# Sun failing? Not a problem with a case of these



## Shades228 (Mar 18, 2008)

http://www.homeperfect.com/bulbrite...ndelabra-e12-base-clear-case-of-25-clear.html


----------



## armophob (Nov 13, 2006)

$747.50 here for 25 of them

http://www.pegasuslighting.com/led-...base-2w.html?gclid=CLSY4qCP2rICFQQ4nAodczYAug

Don't waste your money

I do not know the why as to the price of LED lighting. But I can assure everyone, it will be over soon.


----------



## Nick (Apr 23, 2002)

Not dimmable, no deal.


----------



## AntAltMike (Nov 21, 2004)

I won't buy any at that price unless the say "Monster" on them.

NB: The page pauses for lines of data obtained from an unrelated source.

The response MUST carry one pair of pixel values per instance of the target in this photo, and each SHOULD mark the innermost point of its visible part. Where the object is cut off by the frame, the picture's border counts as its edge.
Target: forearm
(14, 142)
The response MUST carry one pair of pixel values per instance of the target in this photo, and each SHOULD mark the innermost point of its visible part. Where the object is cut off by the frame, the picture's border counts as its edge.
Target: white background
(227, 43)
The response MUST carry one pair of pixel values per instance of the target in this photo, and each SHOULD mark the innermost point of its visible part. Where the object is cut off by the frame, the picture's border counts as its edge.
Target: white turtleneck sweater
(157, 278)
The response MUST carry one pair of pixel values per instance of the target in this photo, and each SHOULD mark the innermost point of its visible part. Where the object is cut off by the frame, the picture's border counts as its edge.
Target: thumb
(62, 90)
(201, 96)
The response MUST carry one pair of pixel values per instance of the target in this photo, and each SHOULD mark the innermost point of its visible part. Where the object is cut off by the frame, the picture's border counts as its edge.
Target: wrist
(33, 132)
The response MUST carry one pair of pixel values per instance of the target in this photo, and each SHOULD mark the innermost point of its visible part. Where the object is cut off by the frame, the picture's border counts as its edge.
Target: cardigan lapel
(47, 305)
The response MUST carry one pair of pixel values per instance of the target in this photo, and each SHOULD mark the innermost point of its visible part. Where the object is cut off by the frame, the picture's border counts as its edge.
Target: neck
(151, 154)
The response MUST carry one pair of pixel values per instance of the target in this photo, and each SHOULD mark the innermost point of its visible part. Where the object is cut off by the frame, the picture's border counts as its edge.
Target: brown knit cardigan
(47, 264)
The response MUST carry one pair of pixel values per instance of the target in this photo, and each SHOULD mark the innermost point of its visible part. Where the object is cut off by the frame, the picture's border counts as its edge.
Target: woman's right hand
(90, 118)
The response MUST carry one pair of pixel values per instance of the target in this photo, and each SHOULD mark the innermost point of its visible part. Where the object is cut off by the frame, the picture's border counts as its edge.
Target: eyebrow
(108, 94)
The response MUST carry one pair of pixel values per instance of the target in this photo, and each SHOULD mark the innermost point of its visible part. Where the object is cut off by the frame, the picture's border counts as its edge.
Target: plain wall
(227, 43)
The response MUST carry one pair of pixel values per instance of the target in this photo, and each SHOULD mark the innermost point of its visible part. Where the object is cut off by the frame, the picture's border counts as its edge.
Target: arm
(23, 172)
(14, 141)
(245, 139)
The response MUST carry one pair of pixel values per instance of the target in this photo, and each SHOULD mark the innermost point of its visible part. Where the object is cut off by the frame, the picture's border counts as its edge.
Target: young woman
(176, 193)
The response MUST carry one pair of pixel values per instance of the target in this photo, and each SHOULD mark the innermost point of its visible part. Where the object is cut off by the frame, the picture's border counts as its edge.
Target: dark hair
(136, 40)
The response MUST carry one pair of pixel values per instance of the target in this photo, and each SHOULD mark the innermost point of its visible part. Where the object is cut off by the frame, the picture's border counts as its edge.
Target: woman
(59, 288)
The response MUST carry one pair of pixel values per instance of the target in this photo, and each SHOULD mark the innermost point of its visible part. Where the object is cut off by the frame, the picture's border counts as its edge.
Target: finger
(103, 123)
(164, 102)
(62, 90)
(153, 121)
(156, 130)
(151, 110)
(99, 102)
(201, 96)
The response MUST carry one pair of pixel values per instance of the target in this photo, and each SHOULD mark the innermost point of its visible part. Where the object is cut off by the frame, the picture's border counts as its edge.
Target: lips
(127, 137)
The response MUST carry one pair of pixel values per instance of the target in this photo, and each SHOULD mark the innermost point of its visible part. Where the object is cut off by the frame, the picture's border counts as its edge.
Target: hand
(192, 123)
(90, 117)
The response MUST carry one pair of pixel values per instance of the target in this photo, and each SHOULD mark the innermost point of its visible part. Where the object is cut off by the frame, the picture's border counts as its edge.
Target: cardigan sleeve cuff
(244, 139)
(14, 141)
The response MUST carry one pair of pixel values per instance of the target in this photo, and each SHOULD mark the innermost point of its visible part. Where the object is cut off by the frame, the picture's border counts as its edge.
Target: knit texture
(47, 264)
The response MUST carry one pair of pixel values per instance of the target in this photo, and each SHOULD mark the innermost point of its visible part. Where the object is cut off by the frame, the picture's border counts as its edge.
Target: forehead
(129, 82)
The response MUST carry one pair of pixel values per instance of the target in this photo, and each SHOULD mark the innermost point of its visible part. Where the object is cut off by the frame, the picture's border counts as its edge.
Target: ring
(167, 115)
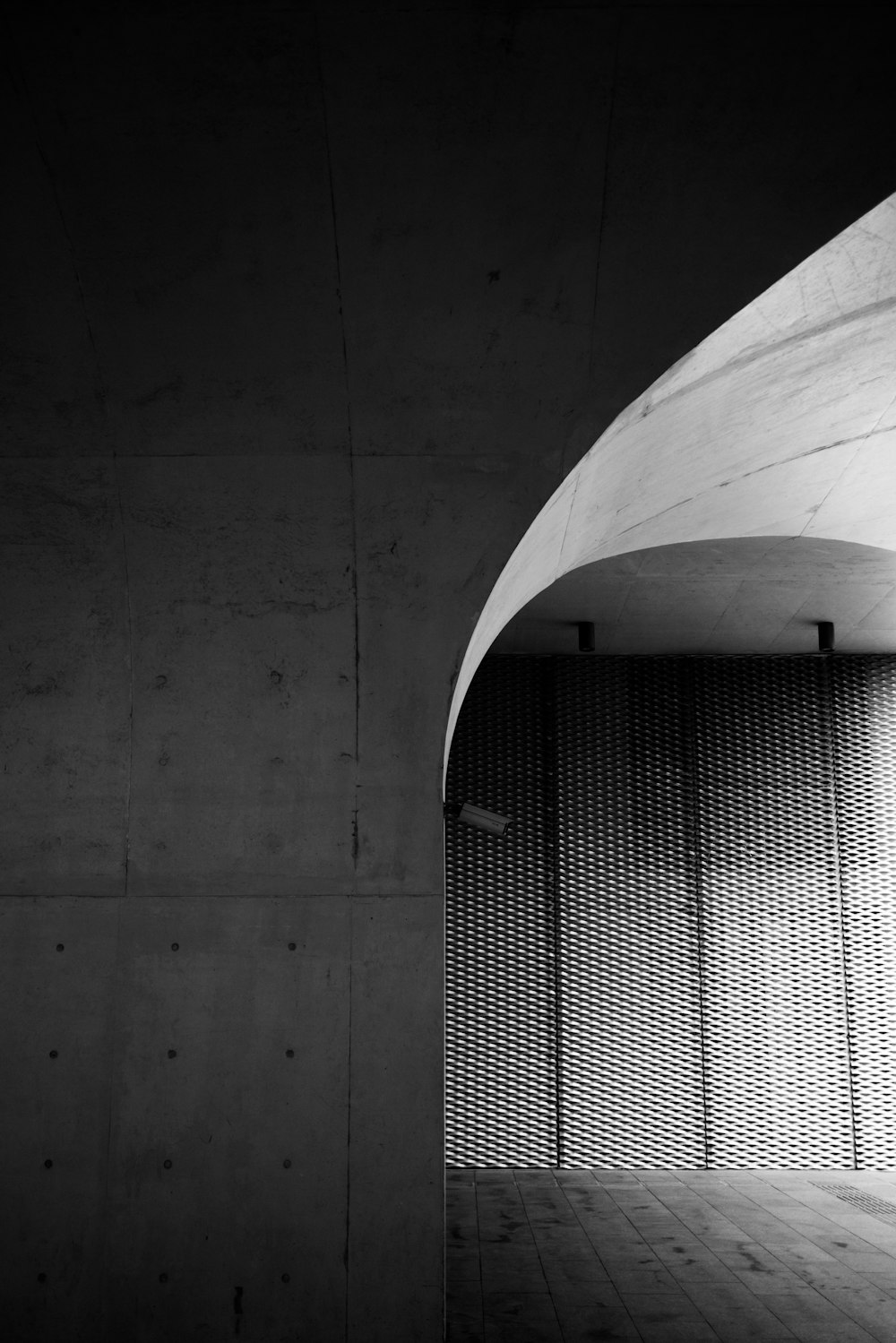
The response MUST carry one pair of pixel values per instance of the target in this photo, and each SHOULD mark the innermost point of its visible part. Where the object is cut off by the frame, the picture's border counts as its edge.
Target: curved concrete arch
(780, 423)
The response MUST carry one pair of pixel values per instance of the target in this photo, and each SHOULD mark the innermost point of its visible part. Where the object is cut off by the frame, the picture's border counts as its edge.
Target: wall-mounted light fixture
(586, 635)
(479, 818)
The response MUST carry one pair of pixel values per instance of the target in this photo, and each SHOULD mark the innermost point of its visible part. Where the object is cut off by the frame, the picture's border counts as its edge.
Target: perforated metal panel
(866, 753)
(500, 982)
(777, 1061)
(700, 966)
(630, 1058)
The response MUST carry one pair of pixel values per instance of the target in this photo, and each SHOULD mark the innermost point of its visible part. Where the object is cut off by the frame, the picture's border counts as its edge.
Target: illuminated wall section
(684, 951)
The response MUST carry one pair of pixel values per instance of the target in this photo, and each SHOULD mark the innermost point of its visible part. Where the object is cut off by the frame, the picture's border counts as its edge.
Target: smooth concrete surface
(65, 718)
(750, 594)
(263, 1049)
(724, 1256)
(306, 314)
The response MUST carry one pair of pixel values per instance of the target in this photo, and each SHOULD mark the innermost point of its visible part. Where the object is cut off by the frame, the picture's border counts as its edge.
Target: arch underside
(780, 426)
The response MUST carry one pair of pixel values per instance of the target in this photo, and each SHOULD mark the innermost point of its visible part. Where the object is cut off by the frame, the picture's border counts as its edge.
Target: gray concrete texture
(306, 312)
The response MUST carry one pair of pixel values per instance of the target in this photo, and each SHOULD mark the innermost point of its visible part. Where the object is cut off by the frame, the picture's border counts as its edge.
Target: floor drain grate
(857, 1197)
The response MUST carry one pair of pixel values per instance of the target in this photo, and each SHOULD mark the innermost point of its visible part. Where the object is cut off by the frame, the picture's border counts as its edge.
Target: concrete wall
(306, 314)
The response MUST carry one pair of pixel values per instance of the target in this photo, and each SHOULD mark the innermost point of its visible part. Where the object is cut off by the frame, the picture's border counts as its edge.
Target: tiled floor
(568, 1256)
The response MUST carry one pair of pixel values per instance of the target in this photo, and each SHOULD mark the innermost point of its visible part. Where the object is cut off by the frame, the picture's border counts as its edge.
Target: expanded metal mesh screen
(777, 1063)
(864, 710)
(630, 1055)
(684, 954)
(500, 928)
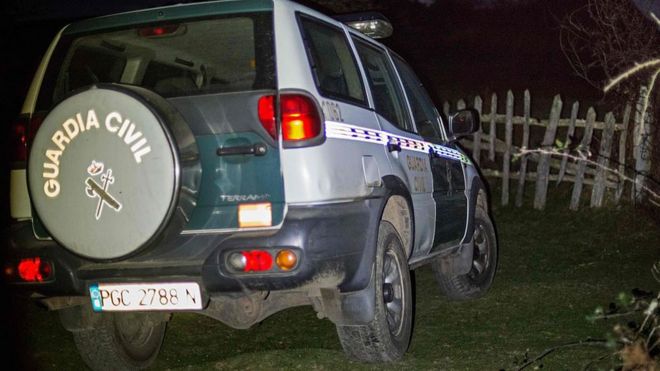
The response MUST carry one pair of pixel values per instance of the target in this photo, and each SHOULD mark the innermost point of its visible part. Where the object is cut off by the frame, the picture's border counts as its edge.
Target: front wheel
(125, 341)
(386, 337)
(478, 280)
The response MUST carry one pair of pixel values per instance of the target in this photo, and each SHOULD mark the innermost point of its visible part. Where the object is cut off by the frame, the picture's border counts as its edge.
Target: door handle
(258, 149)
(393, 147)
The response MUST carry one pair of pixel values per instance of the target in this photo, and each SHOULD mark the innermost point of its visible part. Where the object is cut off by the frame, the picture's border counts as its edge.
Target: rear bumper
(336, 244)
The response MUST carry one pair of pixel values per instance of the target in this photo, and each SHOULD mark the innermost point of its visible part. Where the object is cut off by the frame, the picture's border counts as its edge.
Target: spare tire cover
(103, 171)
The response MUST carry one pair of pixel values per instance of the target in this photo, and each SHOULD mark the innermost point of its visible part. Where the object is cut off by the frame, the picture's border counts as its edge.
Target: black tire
(126, 341)
(386, 337)
(479, 279)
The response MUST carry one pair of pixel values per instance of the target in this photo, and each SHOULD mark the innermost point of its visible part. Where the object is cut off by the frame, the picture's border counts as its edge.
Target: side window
(330, 56)
(388, 99)
(424, 113)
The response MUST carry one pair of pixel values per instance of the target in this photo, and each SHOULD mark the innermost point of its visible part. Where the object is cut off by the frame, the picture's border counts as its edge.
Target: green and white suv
(234, 159)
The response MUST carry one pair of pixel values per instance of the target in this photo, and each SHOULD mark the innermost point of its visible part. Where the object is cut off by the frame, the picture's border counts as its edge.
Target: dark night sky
(458, 47)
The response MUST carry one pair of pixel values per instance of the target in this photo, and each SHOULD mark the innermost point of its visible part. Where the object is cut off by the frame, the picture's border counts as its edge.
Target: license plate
(145, 296)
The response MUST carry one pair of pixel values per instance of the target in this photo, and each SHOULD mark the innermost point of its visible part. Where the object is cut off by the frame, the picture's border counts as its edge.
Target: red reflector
(22, 134)
(34, 270)
(158, 30)
(257, 261)
(300, 118)
(266, 110)
(18, 141)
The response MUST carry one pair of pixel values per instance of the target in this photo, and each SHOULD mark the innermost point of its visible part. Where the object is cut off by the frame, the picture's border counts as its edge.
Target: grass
(555, 268)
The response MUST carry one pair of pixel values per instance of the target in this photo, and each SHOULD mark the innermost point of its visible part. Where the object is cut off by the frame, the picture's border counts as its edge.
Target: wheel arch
(479, 196)
(398, 211)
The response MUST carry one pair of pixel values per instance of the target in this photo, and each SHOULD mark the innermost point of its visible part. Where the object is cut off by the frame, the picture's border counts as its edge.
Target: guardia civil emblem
(100, 190)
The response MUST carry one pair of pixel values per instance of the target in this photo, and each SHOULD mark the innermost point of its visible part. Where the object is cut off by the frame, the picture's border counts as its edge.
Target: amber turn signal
(286, 259)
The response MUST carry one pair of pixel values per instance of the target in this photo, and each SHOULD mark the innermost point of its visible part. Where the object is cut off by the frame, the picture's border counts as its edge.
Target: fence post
(582, 165)
(524, 145)
(622, 154)
(598, 190)
(506, 162)
(642, 144)
(569, 135)
(493, 129)
(476, 139)
(543, 168)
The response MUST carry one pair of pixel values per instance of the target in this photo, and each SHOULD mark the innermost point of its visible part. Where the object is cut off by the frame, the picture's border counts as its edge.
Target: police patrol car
(233, 159)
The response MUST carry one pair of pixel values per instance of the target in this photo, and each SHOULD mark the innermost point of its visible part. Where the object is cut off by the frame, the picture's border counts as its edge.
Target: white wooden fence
(589, 152)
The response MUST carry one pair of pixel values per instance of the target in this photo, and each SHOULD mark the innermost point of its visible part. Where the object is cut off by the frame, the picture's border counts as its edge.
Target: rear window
(228, 54)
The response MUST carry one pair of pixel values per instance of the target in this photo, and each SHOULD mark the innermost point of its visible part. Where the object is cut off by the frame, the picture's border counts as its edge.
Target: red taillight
(257, 261)
(299, 114)
(18, 141)
(300, 118)
(251, 261)
(34, 270)
(23, 132)
(266, 110)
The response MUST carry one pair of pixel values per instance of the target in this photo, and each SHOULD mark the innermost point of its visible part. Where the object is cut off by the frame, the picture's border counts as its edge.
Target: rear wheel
(127, 341)
(386, 337)
(478, 280)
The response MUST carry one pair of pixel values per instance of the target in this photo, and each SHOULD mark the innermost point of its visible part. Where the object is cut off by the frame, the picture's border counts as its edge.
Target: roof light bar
(372, 24)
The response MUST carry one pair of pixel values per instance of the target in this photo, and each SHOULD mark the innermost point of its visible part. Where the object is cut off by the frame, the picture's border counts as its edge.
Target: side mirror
(463, 123)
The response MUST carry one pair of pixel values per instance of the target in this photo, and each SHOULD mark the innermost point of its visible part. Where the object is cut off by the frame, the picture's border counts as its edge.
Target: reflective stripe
(351, 132)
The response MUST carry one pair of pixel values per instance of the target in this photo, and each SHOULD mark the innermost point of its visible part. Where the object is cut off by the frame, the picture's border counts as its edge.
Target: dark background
(459, 48)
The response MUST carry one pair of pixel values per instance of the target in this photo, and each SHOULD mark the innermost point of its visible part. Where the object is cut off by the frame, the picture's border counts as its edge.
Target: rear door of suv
(215, 64)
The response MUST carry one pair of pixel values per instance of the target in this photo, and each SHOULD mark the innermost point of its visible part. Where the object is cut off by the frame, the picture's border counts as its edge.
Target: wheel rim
(393, 293)
(481, 254)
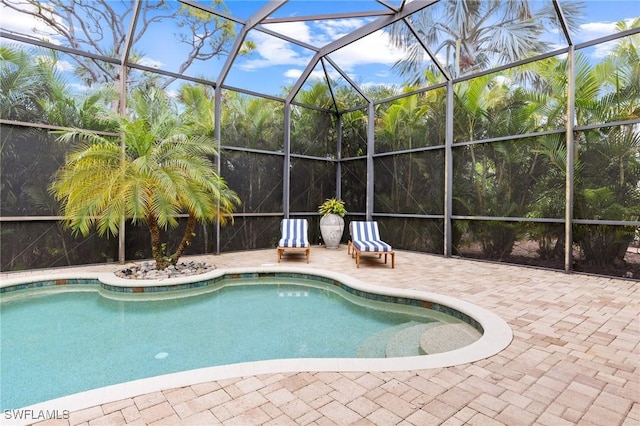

If you just want to save money and don't care how ridiculous your chandelier looks, you can buy these E12 - E27 Candelabra Bulb Lamp Socket Enlarger Adapters on eBay for just $.99 each including shipping. I did, and there is a domestic supplier who will sell them for the same price each, but adding on $3 shipping.


----------



## The Merg (Jun 24, 2007)

"AntAltMike" said:


> I won't buy any at that price unless the say "Monster" on them.
> 
> If you just want to save money and don't care how ridiculous your chandelier looks, you can buy these E12 - E27 Candelabra Bulb Lamp Socket Enlarger Adapters on eBay for just $.99 each including shipping. I did, and there is a domestic supplier who will sell them for the same price each, but adding on $3 shipping.


Do those work with LED bulbs though?

- Merg


----------



## AntAltMike (Nov 21, 2004)

They'll work with any E-27 base bulb. The CFB bulbs are nearly as efficient as the LEDs and sell for a tiny fraction of the price.


----------



## The Merg (Jun 24, 2007)

"AntAltMike" said:


> They'll work with any E-27 base bulb. The CFB bulbs are nearly as efficient as the LEDs and sell for a tiny fraction of the price.


I already have 2 LED bulbs, but my ceiling fan requires the candelabra bulbs (I replaced the light kit and Hunter now uses candelabra style for their ceiling fans). Do you know if these will work with a dimmer?

- Merg


----------



## SayWhat? (Jun 7, 2009)

I've never found LEDs that work with traditional dimmers. I have found a few CFLs that will. They are making new style dimmers though to handle LEDs and CFLs.


----------